It all happened at once—Dref squeaked louder, barely catching it in his hand as it flew to his mouth, and Gable’s eyes flashed black, but just a flash, retreating into a something more familiar, a fed-up glare the crew saw twice a day. It was sharper now behind closed doors and the close proximity they shared simply knowing about Orimar. So perhaps it wasn’t as familiar as Travis wanted it to be.

“Oh…ohoho,” Gable said, and their voice was started to take on that otherworldly tenor that dug into the very marrow of his bones. “And punish you I will—“

“W-Wait!”

Gable had managed to grab a fistful of Travis’ shirt before Dref’s outburst. They both turned to him—he was halfway out of the leather chair, flushed bright crimson across his cheeks and nose and all the way down to his stomach, his own eyes an angry-Gable dark in their own way with the pupils blown wide.

“Wait,” he said again. He took another calming breath, but it sounded too ragged to have done any good.

They waited, and still Dref said nothing. The waiting, at least, let Gable’s fury ebb until they could speak without rattling the very fabric of reality. “What are we waiting for?” they said. “Are…” They glanced at Travis, and then cocked an eyebrow at Dref. “You like this, don’t you?”

“I—I um, that’s n-n-not—“

“I think he likes it.” Gable was staring at him now, fist still bunched up in the collar of his shirt, only the danger he’d sensed before had been replaced by something much more urgent and inscrutable and _overwhelming_.

Travis risked a glance back at Dref: still squirming, still pulling at his trousers trying to hide evidence he didn’t have to give, and as much fun as it was to bother Gable, perhaps Dref was a more satisfying target after all.

“You know…” Travis sighed, taking his own fistful of Gable’s collar. “I think he does.”

He pushed up on his tip-toes to pull Gable into a kiss—at the back of his mind, he wondered if he’d possibly misinterpreted what they’d meant, but then two large hands hoisted him up by his ass. He was fine. He was more than fine, actually, because Gable had licked into his mouth and whatever was coming out of Dref’s mouth climbed up in pitch until it would have required Travis’ wolf form to hear.

By seas, Gable could kiss well—a surprising notion, given his suspicions and what he’d been told about such things, and on some level he knew it was just to dig under Dref’s skin, to wind him up and let him skitter off into a blaze of fireworks. On some level he knew this, but on another level, he could have lived the next twenty years with Gable holding him like this.

Not even kissing him. Their body pressed so close offered a kind of calm he couldn’t consciously recall. It was something that ran deeper, earlier.

They didn’t appear flustered as they broke away, which was fine. It was fine. Travis dropped back to the ground and strode toward where Dref still sat, frozen but sweating buckets. His large eyes gaped even wider from behind his glasses, and everything about him made Travis want to reach out. Touch. Dref’s body had so many new, odd angles that Travis hardly knew what to do with himself—he ran a finger along his cheekbone before leaning in, straddling him against the back of the leather chair.

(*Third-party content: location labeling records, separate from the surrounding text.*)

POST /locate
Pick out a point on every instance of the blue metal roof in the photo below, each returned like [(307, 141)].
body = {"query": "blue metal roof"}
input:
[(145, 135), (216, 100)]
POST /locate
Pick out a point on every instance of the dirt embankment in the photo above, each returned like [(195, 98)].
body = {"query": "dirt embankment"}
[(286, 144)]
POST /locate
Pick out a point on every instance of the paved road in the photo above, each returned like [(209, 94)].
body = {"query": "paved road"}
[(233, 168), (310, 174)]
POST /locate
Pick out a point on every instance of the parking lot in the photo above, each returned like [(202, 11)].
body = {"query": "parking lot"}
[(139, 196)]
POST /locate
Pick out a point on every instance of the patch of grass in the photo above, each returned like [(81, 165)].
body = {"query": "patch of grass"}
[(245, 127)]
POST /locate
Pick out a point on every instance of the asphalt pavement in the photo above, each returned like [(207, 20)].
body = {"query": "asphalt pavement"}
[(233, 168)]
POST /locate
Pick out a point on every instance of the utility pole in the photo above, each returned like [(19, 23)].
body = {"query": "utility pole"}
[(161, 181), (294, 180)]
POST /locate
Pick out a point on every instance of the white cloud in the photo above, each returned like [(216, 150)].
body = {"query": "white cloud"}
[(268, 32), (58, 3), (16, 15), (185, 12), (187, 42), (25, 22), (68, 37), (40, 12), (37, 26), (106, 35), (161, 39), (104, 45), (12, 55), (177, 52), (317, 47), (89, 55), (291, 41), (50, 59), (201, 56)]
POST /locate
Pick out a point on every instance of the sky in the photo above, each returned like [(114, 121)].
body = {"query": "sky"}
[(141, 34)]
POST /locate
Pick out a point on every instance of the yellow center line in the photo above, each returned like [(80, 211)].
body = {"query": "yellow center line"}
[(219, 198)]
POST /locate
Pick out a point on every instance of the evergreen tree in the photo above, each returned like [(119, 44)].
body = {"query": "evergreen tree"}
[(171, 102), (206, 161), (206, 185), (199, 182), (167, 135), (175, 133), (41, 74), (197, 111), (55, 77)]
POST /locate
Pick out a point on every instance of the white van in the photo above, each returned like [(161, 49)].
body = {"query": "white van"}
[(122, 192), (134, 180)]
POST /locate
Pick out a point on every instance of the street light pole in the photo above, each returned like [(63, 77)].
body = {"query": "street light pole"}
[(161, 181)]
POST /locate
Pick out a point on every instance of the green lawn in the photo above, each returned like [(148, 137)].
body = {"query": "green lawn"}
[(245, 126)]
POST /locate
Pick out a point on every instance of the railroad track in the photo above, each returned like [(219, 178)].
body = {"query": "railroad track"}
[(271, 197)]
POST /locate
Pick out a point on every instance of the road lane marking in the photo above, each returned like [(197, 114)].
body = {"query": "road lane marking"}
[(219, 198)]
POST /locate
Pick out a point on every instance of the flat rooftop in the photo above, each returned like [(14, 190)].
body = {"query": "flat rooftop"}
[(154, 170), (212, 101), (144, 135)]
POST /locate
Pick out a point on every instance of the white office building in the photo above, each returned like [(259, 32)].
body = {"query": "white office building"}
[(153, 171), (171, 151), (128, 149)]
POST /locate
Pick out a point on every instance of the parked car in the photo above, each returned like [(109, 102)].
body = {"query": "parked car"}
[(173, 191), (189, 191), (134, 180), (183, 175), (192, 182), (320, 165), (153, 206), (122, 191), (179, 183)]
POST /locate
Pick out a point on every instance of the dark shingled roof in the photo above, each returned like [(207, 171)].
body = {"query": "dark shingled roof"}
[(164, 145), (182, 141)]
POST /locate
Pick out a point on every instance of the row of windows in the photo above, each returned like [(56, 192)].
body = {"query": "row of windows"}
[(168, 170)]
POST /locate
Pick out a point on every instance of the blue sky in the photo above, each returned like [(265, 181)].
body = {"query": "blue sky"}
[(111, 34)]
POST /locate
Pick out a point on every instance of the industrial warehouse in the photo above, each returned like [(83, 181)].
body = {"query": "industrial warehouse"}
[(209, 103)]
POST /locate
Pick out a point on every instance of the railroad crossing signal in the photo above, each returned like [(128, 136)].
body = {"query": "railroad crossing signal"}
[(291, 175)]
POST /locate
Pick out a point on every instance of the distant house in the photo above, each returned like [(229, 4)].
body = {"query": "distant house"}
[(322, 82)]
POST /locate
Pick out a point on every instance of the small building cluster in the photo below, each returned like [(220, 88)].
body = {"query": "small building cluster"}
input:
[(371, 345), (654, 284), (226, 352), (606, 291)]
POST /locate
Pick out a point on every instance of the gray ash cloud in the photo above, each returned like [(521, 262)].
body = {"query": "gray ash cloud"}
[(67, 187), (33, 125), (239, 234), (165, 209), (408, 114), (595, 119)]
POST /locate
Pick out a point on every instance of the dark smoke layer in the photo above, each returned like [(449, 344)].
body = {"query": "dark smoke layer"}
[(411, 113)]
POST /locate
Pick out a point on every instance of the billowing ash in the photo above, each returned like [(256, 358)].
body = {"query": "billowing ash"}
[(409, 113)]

“It’s all right,” Travis said. “I’m flattered.” He winked, and again Orimar’s squelching wink followed.

“O-oh…” Dref shook as he dragged his gaze over Travis, finally letting his hand reach toward his pec.

It wasn’t anything impressive and never had been, but Dref acted he’d just discovered the lost treasure of the Bandit Queen, lost and incoherent, and it was all so much. Too many years had passed since anyone looked at him like this, and even then, Travis wondered if anyone back then had even approached this level of reverence.

If he even deserved it.

But he couldn’t think about that now.

“There’s nothing to worry about,” he whispered close in Dref’s ear, and just as Gable made their way behind the chair.

They leaned into his other ear, running a hand through his short cropped hair, and through his high, desperate whining, they caught Travis’ eye. There would be hell to pay later for managing to lie—they wordlessly implied as much. But as their grip slid further down Dref’s chest, coming to rest on his hips, something else laid behind their eyes, just beyond the point of understanding.

_You’re all meddling in matters you cannot comprehend_ —that was as much as he could make out.

If only Gable knew that was only an invitation.


End file.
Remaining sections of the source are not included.